The Indian was in for a surprise, and we don't mean 1.d4 being performed by FIDE President Kirsan Ilyumzhinov. No, it involved Gelfand's second and third moves: the Grünfeld. Some experts in the press room saw this as more 'proof' that both players are using more seconds than the ones they brought to Moscow. For example in Israel Emil Sutovsky is a real Grünfeld expert...

Surprise, surprise! Gelfand plays 3...d5, the move that characterizes the Grünfeld Defence.

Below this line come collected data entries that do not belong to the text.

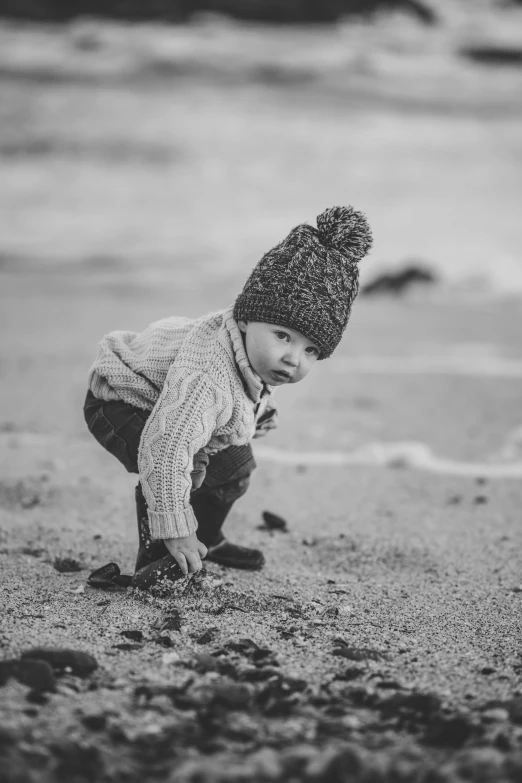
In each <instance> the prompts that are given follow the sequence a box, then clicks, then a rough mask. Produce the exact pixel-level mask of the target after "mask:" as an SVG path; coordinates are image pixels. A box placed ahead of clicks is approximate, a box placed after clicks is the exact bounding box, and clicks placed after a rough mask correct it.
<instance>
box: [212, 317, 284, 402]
mask: <svg viewBox="0 0 522 783" xmlns="http://www.w3.org/2000/svg"><path fill="white" fill-rule="evenodd" d="M233 310H234V306H233V305H230V306H229V307H227V309H226V310H225V311H224V312H223V328H224V329H226V330H227V332H228V334H229V337H230V342H231V344H232V349H233V351H234V356H235V359H236V363H237V366H238V367H239V369H240V371H241V375H242V380H243V383H244V385H245V386H246V389H247V391H248V393H249V394H250V396H251V398H252V399H253V400H254V402H259V400H260V399H261V397H262V395H263V392H264V390H265V389H266V393H267V394H272V392H273V390H274V387H273V386H269V385H268V383H265V382H264V381H263V380H262V379H261V378H260V376H259V375H258V374H257V373H256V372H255V370H254V369H253V368H252V365H251V364H250V361H249V359H248V356H247V352H246V350H245V344H244V342H243V336H242V334H241V329H240V328H239V326H238V324H237V321H236V320H235V318H234V316H233Z"/></svg>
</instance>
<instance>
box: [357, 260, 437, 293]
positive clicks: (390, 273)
mask: <svg viewBox="0 0 522 783" xmlns="http://www.w3.org/2000/svg"><path fill="white" fill-rule="evenodd" d="M435 282H437V276H436V274H435V272H433V271H432V270H430V269H428V268H427V267H424V266H421V265H419V264H417V263H412V264H408V265H406V266H405V267H403V268H402V269H397V270H394V271H390V272H384V273H382V274H379V275H377V276H376V277H375V278H374V279H373V280H371V281H370V282H369V283H366V285H363V286H361V295H362V296H375V295H379V294H391V295H393V296H398V295H400V294H403V293H404V292H405V291H406V290H407V289H408V288H410V287H411V286H412V285H415V284H418V283H422V284H424V285H426V284H428V285H430V284H433V283H435Z"/></svg>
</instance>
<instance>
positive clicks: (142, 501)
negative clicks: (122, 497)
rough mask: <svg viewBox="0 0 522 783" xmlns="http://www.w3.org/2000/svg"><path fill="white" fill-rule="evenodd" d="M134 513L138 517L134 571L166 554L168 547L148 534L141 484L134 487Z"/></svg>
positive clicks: (145, 503)
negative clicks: (135, 552)
mask: <svg viewBox="0 0 522 783" xmlns="http://www.w3.org/2000/svg"><path fill="white" fill-rule="evenodd" d="M136 513H137V518H138V537H139V545H138V556H137V557H136V566H135V568H134V570H135V571H139V570H140V569H141V568H143V567H144V566H147V565H150V563H154V562H156V560H159V559H160V558H162V557H165V555H168V554H169V552H168V549H167V547H166V546H165V544H164V543H163V541H154V540H153V539H152V538H151V535H150V525H149V518H148V515H147V503H146V502H145V497H144V496H143V490H142V488H141V484H138V485H137V487H136Z"/></svg>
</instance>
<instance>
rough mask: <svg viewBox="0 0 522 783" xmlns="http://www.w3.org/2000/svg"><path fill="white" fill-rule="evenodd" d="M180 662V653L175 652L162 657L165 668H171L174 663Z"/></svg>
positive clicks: (167, 654) (164, 655)
mask: <svg viewBox="0 0 522 783" xmlns="http://www.w3.org/2000/svg"><path fill="white" fill-rule="evenodd" d="M179 660H180V656H179V653H177V652H175V651H174V650H173V651H172V652H168V653H163V655H162V656H161V662H162V664H163V665H164V666H171V665H172V664H173V663H177V662H178V661H179Z"/></svg>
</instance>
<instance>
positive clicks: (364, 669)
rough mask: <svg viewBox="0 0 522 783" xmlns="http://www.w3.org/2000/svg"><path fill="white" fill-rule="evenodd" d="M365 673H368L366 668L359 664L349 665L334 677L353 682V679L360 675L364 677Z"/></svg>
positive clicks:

In the background Chief Arbiter Ashot Vardapetian (Armenia), FIDE President Kirsan Ilyumzhinov amd Deputy Arbiter Hal Bond (Canada)

Anand quickly turned it into a side variation, which might have come as a surprise to Gelfand. The Israeli bravely consumed a pawn on a2 whereas after castling Black wouldn't have risked anything. According to Sergey Karjakin, who was one of many grandmasters in the press room today (also e.g. Sanan Sjugirov and Alexander Motylev),

Boris played a more principled and probably stronger move.

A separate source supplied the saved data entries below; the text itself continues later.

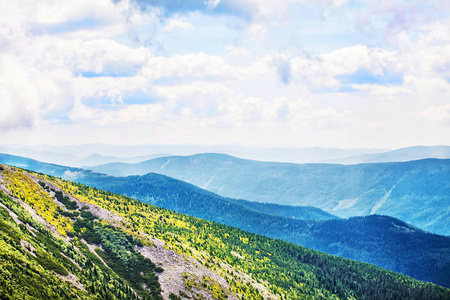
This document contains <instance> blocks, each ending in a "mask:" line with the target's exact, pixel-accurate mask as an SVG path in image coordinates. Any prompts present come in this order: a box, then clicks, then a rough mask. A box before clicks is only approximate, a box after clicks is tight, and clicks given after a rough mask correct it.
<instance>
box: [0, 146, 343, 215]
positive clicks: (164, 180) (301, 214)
mask: <svg viewBox="0 0 450 300" xmlns="http://www.w3.org/2000/svg"><path fill="white" fill-rule="evenodd" d="M0 163H4V164H8V165H12V166H16V167H21V168H24V169H28V170H32V171H36V172H41V173H44V174H47V175H52V176H56V177H61V178H63V179H67V180H72V181H76V182H80V183H84V184H88V185H90V186H93V187H101V186H99V184H102V186H103V187H104V186H105V185H104V184H108V183H109V182H112V183H113V184H116V182H117V180H116V179H115V178H113V177H111V176H107V175H104V174H99V173H95V172H92V171H91V170H84V169H81V168H73V167H67V166H61V165H55V164H48V163H44V162H40V161H37V160H34V159H30V158H25V157H20V156H14V155H9V154H0ZM156 178H159V180H157V182H158V184H164V182H165V180H163V178H165V177H164V176H160V177H158V176H156V177H155V176H154V179H156ZM160 180H162V181H160ZM119 182H122V180H120V179H119ZM207 194H208V195H210V196H214V197H216V196H217V195H213V194H212V193H207ZM219 198H221V197H219ZM231 200H232V199H227V200H226V201H231ZM232 201H234V202H239V203H240V204H241V205H244V206H246V207H247V208H250V209H252V210H255V211H258V212H260V213H264V214H267V213H269V214H272V215H276V216H285V217H290V218H291V217H292V218H296V219H303V220H330V219H338V217H336V216H334V215H332V214H330V213H327V212H325V211H323V210H321V209H318V208H315V207H312V206H308V207H305V206H290V205H277V204H261V203H254V202H250V201H245V200H234V199H233V200H232ZM158 205H160V206H163V207H166V206H165V205H164V204H162V203H160V204H158ZM166 208H169V209H174V210H177V209H176V208H175V207H166ZM177 211H180V210H177ZM182 212H184V213H187V214H189V211H182Z"/></svg>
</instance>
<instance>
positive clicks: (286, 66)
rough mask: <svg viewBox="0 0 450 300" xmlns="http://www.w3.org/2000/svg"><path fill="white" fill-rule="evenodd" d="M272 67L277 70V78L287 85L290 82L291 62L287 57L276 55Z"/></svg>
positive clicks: (290, 79) (291, 77) (279, 55)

At that point White needed to look for an initiative because if Black would be allowed to castle he would be in a very good position. Anand did get some activity, but Gelfand just gave back the pawn and swapped queens to get to an ending that was absolutely fine for Black. In fact Nigel Short, commentator on the official website, was one of many who felt that Gelfand was slightly better a few moves before the end.

[Event "WCh 2012"]
[Site "Moscow RUS"]
[Date "2012.05.11"]
[Round "1"]
[White "Anand, Viswanathan"]
[Black "Gelfand, Boris"]
[Result "1/2-1/2"]
[ECO "D85"]
[WhiteElo "2799"]
[BlackElo "2739"]
[Annotator "Doe,John"]
[PlyCount "48"]
[EventDate "2012.05.11"]

1. d4 Nf6 2. c4 g6 3. Nc3 d5 4. Nf3 Bg7 5. cxd5 Nxd5 6. e4 Nxc3 7. bxc3 c5 8.
Bb5+ {A sideline.} (8. Rb1 cxd4 9. cxd4 Qa5+ 10. Bd2 Qxa2 {is another, much
more famous variation where Black also takes the pawn on a2. Gelfand has
played a number of good games with White from this position.}) 8... Nc6 9. d5
Qa5 10. Rb1 a6 11. Bxc6+ bxc6 12. O-O Qxa2 $5 (12... O-O {was probably fine
for Black too.}) 13. Rb2 $146 (13. Be3 cxd5 14. exd5 O-O 15. Bxc5 Rd8 16. Bxe7
Rxd5 17. Nd4 Bd7 {1/2-1/2 Niederwieser,P (2162)-Kratschmer,H (2098)/Austria
2006}) 13... Qa5 {White has to do something active here.} 14. d6 Ra7 15. Bg5 (
15. Bf4 $5) 15... exd6 16. Qxd6 Rd7 17. Qxc6 (17. Qb8 O-O 18. Ne5 Rb7 $1 19.
Rxb7 Bxb7 20. Qxb7 Bxe5) 17... Qc7 18. Qxc7 Rxc7 19. Bf4 Rb7 20. Rc2 O-O 21.
Bd6 Re8 22. Nd2 f5 23. f3 fxe4 (23... Bd7 {was suggested by Nigel Short. It is
"of course the critical test" according to Gelfand, but he couldn't find
anything after} 24. Rfc1 Bb5 25. c4 Bd4+ 26. Kf1 Bc6 27. exf5 gxf5 28. Ra2) 24.
Nxe4 Bf5 1/2-1/2

You can find Sergey Shipov's analysis in English here

Gelfand about to play 3...d5. This photo is by official photographer Alexey Yushenkov. The ChessVibes camera is the one with the red dot above Gelfand's hand.